これから犬を飼いたいと考えている人にとって、犬のイメージとはどのようなものでしょうか?

恐らくは、ペットショップなどで見かける犬種くらいしか知らないという人が圧倒的ではないかと思います。

人によってはペットショップで目にする犬種が全てだと思われていることもありますし、そもそも犬を見てもその犬種がなんの犬種なのかさえ分からないという人だっているはずです。

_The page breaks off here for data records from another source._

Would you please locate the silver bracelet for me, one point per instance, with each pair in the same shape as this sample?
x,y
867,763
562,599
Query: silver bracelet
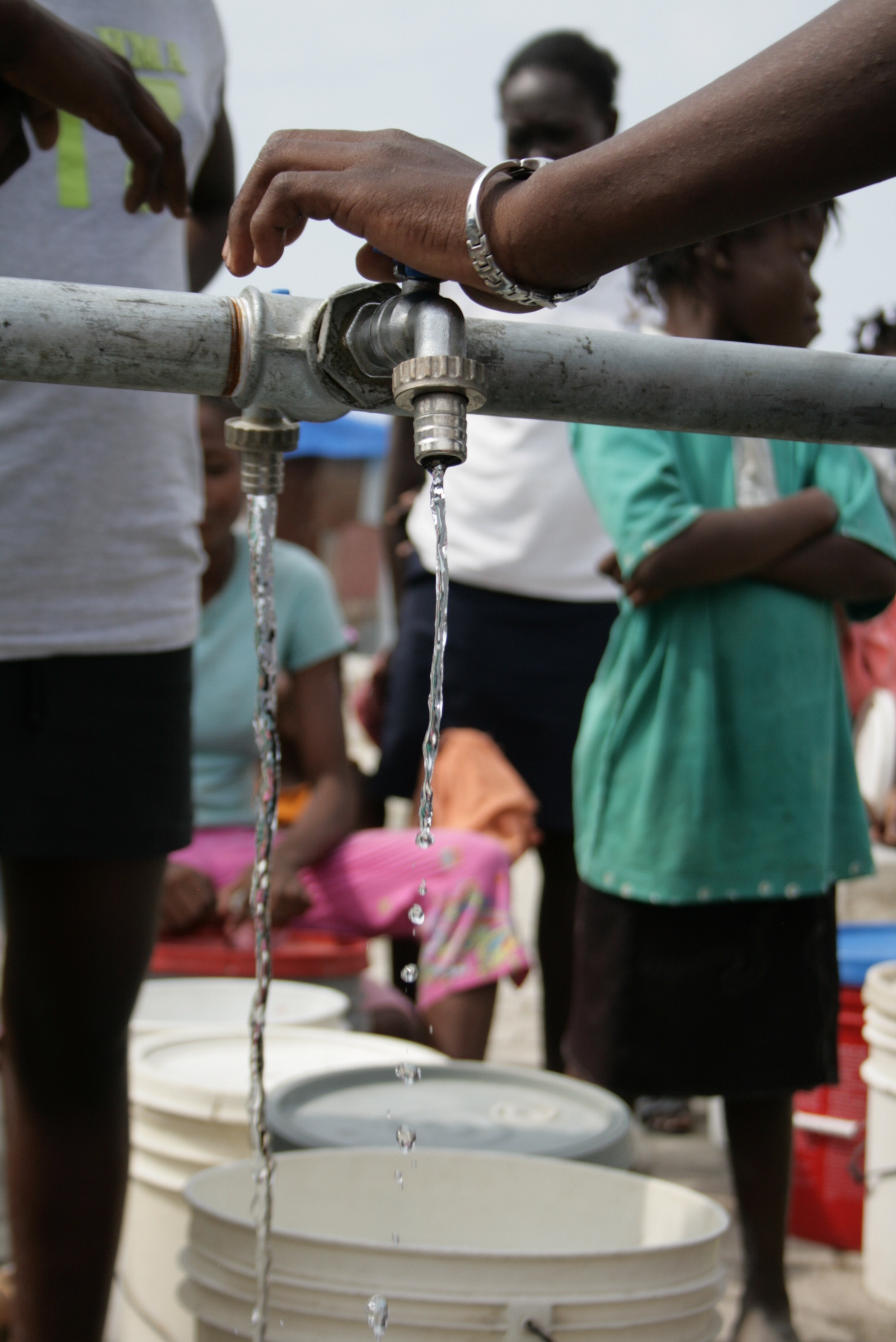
x,y
485,265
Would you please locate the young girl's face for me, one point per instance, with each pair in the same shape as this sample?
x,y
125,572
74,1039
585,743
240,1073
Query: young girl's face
x,y
550,114
761,281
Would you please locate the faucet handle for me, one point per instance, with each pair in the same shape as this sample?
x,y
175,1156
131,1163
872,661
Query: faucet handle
x,y
403,272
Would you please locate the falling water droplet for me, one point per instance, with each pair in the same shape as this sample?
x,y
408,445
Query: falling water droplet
x,y
406,1139
379,1314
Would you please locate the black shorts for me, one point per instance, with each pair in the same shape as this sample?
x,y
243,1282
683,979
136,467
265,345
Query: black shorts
x,y
517,667
735,999
96,756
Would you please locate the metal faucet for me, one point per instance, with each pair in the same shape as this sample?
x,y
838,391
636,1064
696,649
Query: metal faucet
x,y
420,337
309,359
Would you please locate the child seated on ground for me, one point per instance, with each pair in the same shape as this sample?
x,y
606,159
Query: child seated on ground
x,y
324,875
715,793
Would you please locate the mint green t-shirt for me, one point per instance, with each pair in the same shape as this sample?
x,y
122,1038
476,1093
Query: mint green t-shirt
x,y
714,759
226,673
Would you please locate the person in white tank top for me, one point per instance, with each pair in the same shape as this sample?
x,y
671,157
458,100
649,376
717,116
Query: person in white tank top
x,y
100,565
529,610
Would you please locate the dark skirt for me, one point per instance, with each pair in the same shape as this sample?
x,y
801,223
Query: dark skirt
x,y
730,999
517,667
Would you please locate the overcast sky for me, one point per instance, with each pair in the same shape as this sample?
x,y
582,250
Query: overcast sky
x,y
432,70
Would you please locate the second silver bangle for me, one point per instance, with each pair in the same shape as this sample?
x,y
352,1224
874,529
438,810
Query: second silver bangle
x,y
485,265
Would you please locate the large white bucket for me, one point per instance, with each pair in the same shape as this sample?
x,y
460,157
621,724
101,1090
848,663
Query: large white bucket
x,y
471,1243
195,1003
879,1074
188,1113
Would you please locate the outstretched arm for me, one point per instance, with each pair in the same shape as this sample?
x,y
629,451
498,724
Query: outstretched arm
x,y
805,120
47,65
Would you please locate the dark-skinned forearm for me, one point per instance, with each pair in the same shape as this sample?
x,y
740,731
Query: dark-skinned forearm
x,y
329,818
803,121
211,202
729,544
835,568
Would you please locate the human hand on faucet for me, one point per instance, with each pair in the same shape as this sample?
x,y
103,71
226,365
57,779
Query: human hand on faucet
x,y
792,127
47,66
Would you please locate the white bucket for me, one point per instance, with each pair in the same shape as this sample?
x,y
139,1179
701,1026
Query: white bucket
x,y
879,1074
195,1003
485,1242
188,1113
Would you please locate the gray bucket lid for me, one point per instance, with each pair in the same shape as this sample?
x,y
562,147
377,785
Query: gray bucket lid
x,y
458,1106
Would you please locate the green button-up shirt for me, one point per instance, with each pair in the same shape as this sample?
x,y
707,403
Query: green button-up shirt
x,y
714,760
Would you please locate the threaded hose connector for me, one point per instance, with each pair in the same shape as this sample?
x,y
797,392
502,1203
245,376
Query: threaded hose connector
x,y
262,473
440,428
439,390
262,435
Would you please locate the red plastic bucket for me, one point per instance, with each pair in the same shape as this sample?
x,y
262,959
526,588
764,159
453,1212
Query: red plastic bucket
x,y
827,1184
211,953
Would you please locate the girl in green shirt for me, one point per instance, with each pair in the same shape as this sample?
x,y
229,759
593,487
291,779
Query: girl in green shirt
x,y
715,795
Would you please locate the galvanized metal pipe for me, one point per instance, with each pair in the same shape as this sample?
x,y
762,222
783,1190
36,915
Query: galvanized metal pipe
x,y
703,387
94,336
264,349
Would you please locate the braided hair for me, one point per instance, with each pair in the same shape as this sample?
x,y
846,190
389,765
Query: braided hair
x,y
573,54
654,277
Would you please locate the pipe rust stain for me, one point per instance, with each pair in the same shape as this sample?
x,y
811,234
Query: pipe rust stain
x,y
236,349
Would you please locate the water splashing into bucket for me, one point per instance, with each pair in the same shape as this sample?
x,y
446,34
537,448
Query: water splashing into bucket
x,y
437,675
262,509
377,1316
407,1139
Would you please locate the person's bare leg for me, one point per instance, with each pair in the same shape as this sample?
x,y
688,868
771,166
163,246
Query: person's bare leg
x,y
460,1023
80,935
760,1142
556,924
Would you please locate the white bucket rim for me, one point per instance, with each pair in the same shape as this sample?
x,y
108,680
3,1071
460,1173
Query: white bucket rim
x,y
450,1251
198,1300
613,1140
190,1099
190,1251
879,988
875,1078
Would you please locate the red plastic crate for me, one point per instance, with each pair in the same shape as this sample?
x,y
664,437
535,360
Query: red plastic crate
x,y
825,1192
211,953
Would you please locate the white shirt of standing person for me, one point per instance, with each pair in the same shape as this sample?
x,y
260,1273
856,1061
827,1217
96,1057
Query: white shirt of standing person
x,y
519,518
101,492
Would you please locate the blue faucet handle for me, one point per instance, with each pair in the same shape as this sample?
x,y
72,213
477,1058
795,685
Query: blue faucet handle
x,y
403,272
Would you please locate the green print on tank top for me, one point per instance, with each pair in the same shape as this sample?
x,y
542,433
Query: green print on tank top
x,y
145,54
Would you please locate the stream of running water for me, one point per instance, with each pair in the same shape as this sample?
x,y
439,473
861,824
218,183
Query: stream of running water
x,y
437,675
262,518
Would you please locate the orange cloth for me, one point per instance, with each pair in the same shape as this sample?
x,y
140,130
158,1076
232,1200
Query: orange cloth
x,y
475,787
868,655
292,803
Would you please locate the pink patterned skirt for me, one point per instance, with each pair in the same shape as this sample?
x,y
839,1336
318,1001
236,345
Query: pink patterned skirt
x,y
367,886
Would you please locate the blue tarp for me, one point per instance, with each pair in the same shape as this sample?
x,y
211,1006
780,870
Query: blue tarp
x,y
860,946
353,437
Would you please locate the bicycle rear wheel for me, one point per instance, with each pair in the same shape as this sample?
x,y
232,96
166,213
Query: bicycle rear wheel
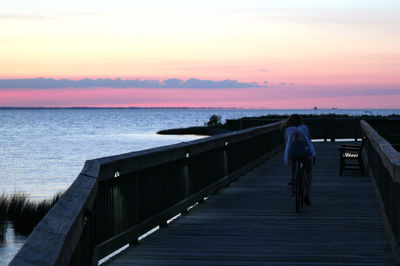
x,y
298,191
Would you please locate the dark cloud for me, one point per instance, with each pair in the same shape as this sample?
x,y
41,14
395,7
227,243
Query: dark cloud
x,y
48,83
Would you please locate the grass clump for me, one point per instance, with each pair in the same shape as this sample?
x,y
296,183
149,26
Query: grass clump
x,y
24,213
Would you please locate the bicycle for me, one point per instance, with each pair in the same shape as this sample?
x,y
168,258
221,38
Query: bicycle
x,y
298,187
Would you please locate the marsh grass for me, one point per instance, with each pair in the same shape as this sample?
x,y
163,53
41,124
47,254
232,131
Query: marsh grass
x,y
23,212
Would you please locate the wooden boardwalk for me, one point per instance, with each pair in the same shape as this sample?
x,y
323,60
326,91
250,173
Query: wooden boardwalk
x,y
253,222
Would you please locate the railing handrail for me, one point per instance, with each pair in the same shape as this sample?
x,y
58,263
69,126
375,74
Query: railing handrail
x,y
389,156
54,239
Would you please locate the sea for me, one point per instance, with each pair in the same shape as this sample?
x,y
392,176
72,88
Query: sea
x,y
43,150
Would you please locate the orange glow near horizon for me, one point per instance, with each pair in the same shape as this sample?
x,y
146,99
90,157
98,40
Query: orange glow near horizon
x,y
298,49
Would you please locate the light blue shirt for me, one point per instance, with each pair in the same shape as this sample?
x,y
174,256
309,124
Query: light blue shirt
x,y
303,129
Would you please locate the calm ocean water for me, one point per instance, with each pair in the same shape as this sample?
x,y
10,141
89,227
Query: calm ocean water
x,y
43,150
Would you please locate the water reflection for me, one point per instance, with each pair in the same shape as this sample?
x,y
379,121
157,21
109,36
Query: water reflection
x,y
10,242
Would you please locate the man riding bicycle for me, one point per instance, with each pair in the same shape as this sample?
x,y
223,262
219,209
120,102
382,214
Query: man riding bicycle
x,y
299,148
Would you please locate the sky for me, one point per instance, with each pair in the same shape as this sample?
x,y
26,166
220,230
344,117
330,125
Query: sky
x,y
184,53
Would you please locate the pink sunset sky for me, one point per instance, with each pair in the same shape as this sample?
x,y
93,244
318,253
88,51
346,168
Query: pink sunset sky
x,y
245,54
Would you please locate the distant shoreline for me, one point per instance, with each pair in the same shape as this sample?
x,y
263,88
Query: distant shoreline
x,y
185,108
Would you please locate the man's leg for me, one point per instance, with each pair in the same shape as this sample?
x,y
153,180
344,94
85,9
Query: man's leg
x,y
308,178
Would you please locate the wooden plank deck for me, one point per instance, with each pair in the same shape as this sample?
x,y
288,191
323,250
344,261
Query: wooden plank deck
x,y
253,222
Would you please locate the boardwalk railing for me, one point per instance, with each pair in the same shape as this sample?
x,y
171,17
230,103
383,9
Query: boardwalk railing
x,y
116,199
382,162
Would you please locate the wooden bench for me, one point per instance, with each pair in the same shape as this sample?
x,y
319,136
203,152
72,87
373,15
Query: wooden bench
x,y
350,157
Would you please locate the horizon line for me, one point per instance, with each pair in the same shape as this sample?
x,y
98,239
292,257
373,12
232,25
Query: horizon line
x,y
183,107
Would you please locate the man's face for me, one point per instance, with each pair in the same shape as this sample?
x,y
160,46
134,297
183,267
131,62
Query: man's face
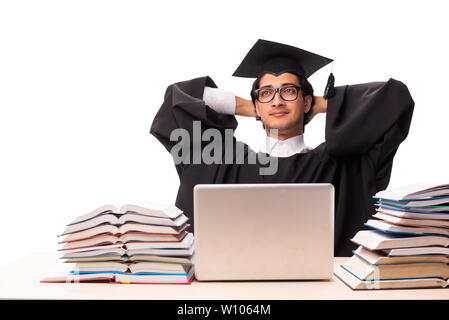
x,y
286,116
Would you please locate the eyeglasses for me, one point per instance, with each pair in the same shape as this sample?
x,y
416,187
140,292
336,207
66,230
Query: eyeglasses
x,y
287,93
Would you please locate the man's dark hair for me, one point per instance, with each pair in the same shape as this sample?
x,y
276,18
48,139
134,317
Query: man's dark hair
x,y
306,89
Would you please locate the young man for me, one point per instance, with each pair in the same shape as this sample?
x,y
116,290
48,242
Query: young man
x,y
365,124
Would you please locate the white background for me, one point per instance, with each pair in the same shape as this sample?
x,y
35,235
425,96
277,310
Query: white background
x,y
81,81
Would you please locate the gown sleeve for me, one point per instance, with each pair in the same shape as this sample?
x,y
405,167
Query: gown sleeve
x,y
183,103
369,119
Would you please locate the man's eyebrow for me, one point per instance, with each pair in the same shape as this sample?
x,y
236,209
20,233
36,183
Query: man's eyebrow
x,y
284,84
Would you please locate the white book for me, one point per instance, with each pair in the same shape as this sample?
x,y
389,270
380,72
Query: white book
x,y
377,240
125,218
107,239
414,215
415,191
148,209
396,252
411,222
119,230
187,242
387,227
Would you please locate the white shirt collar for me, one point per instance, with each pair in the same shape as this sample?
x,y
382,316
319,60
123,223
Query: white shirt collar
x,y
284,148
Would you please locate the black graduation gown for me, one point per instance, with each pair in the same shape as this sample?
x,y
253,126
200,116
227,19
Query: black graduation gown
x,y
365,123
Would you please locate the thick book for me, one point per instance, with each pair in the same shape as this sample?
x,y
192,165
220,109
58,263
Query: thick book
x,y
415,191
120,251
153,210
137,258
364,270
118,231
124,278
186,242
380,257
378,240
413,214
391,228
134,268
355,283
107,239
411,221
118,220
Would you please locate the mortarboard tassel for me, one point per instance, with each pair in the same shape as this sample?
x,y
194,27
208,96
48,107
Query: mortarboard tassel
x,y
329,91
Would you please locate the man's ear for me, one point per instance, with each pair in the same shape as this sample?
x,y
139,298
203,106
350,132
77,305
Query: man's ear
x,y
307,104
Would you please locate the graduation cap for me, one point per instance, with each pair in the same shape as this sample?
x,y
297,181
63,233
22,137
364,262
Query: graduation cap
x,y
276,58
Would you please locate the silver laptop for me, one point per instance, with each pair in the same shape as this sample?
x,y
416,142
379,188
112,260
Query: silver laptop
x,y
264,231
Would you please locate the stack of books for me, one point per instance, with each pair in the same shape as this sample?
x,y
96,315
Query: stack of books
x,y
133,244
407,245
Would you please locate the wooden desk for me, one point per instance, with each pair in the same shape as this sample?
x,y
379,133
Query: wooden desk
x,y
20,280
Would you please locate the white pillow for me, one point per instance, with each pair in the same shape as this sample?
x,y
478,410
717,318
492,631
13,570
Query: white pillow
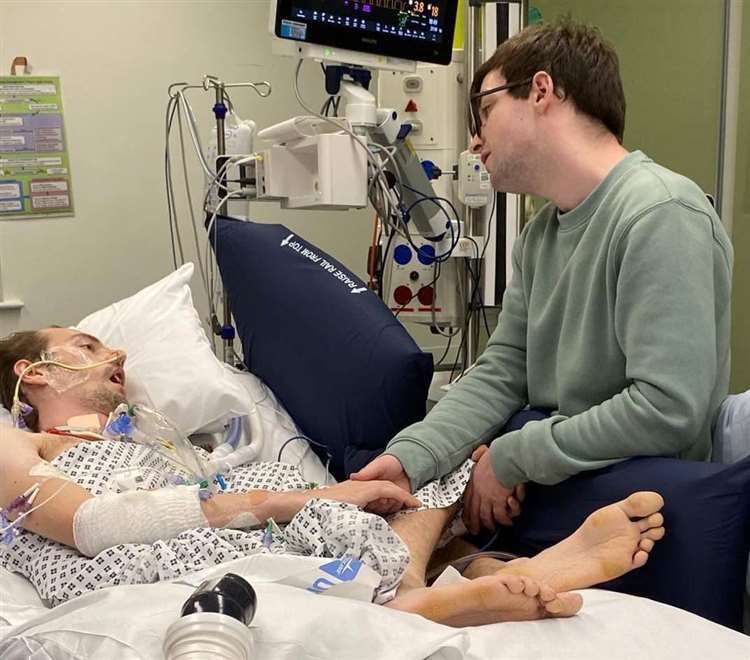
x,y
170,366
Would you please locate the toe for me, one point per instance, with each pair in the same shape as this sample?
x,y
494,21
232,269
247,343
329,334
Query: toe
x,y
647,545
546,593
564,604
642,504
514,583
640,558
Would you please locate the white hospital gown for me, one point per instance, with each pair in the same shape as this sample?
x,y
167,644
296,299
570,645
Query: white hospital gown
x,y
322,528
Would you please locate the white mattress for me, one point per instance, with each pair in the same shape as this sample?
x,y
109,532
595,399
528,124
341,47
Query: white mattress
x,y
294,624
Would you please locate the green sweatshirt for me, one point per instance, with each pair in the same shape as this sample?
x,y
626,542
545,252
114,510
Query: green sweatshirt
x,y
617,318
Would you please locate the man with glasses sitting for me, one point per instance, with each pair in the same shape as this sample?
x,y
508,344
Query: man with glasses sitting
x,y
616,322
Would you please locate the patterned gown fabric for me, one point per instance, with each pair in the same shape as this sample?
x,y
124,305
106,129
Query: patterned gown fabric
x,y
322,528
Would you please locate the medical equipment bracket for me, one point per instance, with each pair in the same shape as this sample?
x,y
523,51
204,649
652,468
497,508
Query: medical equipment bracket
x,y
221,106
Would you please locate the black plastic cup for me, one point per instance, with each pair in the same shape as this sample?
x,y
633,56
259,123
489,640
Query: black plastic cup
x,y
230,594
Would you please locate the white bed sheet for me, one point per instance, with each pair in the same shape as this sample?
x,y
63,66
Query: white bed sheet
x,y
291,623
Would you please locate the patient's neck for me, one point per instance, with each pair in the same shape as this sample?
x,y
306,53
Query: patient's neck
x,y
57,413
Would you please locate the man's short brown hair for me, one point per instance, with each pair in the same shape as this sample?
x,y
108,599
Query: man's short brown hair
x,y
26,345
582,65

もちろん、お気に入りの犬を探すのに、「可愛いから」という理由だって全く構わないのですが、自分の飼育している、もしくは飼育しようと考えている犬種がどういった歴史を持った犬なのかということを知っておくこともまた必要なことです。


また、犬を飼えば散歩にも行くことになりますし、ドッグカフェやドッグランなど他の犬と出会う場所へお出掛けする機会も増えます。

お相手のわんちゃんが何の犬種なのかということくらいは、よほど珍しい犬種でない限りは最低限理解しておきたいものですし、それもひとつの暗黙のマナーとも言えるでしょう。

特に、お相手のわんちゃんがとても珍しい犬種であれば、その犬種名を言い当てるだけで相手の飼い主さんも喜びますし、愛犬家同士、話にも花が咲くというものです。

ここではJKC(ジャパンケネルクラブ)で公認されている犬種のうち、一般的に認知度の高い犬種、珍しいけれどどこかで出会う確率のある犬種などを、図鑑のようにグループごとにご紹介していきます。

目次

犬の種類は10種類や20種類ではありません

犬の種類は10種類や20種類ではありません

皆さんが知っている犬種名を頭に思い浮かべてみてください。いくつ思い浮かびましたか?ざっと思い浮かべただけではそれほど多くは思い浮かばないかもしれませんが、せいぜい思い浮かべても十数種類程度ではないでしょうか?

もしかしたら全く思い浮かばないという人もいらっしゃるかもしれませんね。実は、犬の種類はたった10種類や20種類ばかりではありません。

世界的に見ると、FCI(国際蓄犬連盟)から公認されている犬種は343種類もいますし、非公認の犬種も含めるとその2倍~3倍もいると言われますから、今後もその数は増えていくはずです。

ちなみに、日本のJKCで公認されているだけでも190犬種ほどもいるのです。よほどの犬好きでなければ全ての犬種を見分けることも困難ですし、かなりの犬好きであっても全ての犬種名を覚えるのも困難ですよね。

そうなるともはや、マニアを超えた域に達してしまうでしょう。ここでは全ての犬種を網羅することはできませんが、それでも最低限知っておきたい代表的な犬種は挙げてあります。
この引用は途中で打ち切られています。